Je suis en train de terminer ma thèse sur le mouvement des tortues de mer et je me permets de poster un petit commentaire constructif pour améliorer votre article. La vulgarisation n’est pas un exercice facile et je trouve que c’est une très bonne chose que vous teniez ce blog (c’est en pratiquant et en écrivant que l’on s’améliore). Il y a un point que je trouve relativement important que j’aimerais pointer. Pour moi l’article manque de sources, je pense qu’un bon article de vulgarisation doit permettre au lecteur de retrouver et d’approfondir l’information facilement s’il le souhaite. Du coup il manque une petite section bibliographie/source. Ajouter les sources donneras plus de poids a votre article.
Voilà, en espérant que ces ce commentaire sera utile. Au plaisir de lire un autre de vos post.
AD
Bonjour !
Merci de votre commentaire !
Il est vrai que je n’ai pas mis mes sources – mea culpa- et je m’empresse de le faire dans la suite du commentaire.
Cependant ce qui est écrit ici est en grande partie issue d’informations acquise par expérience personnelle.
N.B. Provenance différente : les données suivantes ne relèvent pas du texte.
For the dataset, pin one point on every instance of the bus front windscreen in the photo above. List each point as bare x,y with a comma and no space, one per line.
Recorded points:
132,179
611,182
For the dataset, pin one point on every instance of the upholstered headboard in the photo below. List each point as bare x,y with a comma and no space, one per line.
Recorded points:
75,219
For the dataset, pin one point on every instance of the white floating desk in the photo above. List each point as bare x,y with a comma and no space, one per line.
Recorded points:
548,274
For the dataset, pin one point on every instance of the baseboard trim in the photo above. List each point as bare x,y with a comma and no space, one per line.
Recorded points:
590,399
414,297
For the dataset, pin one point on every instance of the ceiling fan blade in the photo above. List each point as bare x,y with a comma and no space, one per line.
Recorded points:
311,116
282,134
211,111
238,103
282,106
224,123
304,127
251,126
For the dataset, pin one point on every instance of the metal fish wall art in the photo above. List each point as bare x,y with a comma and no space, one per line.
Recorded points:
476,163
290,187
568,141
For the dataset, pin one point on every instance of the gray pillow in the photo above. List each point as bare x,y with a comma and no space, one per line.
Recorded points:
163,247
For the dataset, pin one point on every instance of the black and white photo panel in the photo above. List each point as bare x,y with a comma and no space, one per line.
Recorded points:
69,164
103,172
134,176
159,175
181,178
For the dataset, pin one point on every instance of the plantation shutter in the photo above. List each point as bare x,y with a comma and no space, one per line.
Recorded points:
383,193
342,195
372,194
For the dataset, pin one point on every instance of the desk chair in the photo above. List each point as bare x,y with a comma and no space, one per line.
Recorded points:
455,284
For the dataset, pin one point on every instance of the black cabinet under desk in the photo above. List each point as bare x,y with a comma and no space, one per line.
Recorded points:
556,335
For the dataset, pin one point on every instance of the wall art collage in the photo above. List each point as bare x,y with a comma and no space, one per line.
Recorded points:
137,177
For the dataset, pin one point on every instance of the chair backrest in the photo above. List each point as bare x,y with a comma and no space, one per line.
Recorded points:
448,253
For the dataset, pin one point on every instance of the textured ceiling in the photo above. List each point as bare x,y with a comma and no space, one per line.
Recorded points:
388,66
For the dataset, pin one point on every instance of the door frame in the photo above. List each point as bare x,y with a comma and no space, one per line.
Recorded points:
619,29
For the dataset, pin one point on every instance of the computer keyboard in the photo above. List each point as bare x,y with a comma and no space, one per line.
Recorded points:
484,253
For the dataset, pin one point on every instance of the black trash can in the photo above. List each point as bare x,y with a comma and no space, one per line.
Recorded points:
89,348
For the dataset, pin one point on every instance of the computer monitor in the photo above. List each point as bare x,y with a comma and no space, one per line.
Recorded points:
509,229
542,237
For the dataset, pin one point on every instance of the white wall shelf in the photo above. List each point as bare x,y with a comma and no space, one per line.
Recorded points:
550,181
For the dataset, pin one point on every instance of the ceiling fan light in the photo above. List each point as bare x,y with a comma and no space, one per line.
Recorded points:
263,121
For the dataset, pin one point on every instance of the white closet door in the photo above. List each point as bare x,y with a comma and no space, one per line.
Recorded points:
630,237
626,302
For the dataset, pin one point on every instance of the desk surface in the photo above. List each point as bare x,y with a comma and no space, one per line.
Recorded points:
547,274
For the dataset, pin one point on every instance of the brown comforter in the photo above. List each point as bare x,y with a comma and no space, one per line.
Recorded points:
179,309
Surtout l’explication du processus de ponte. Alors oui, cela manque probablement de précisions et beaucoup sont des suppositions issue d’observations (processus peu scientifique c’est vrai) mais c’était juste pour expliquer ce que l’on peut voir quand on voit une tortue pondre.
En tout cas merci d’avoir souligné cette erreur et merci pour votre encouragement !
A bientôt!
Flora
sources :
( les articles scientifiques sont pas écrit avec la référence qu’il faut… Pardonnez moi)
Sea Turtles: A Complete Guide to Their Biology, Behavior, and Conservation, James R. Spotila – October 26, 2004
Multi-Modal Homing in Sea Turtles: Modeling Dual Use of Geomagnetic and Chemical Cues in Island-Finding.
Endres CS1, Putman NF1, Ernst DA1, Kurth JA1, Lohmann CM1, Lohmann KJ1, Front Behav Neurosci.
The role of geomagnetic cues in green turtle open sea navigation.
Benhamou S1, Sudre J, Bourjea J, Ciccione S, De Santis A, Luschi P,. Epub 2011 Oct 26.
Evidence for geomagnetic imprinting and magnetic navigation in the natal homing of sea turtles.
Brothers JR1, Lohmann KJ2., Epub 2015 Jan 15.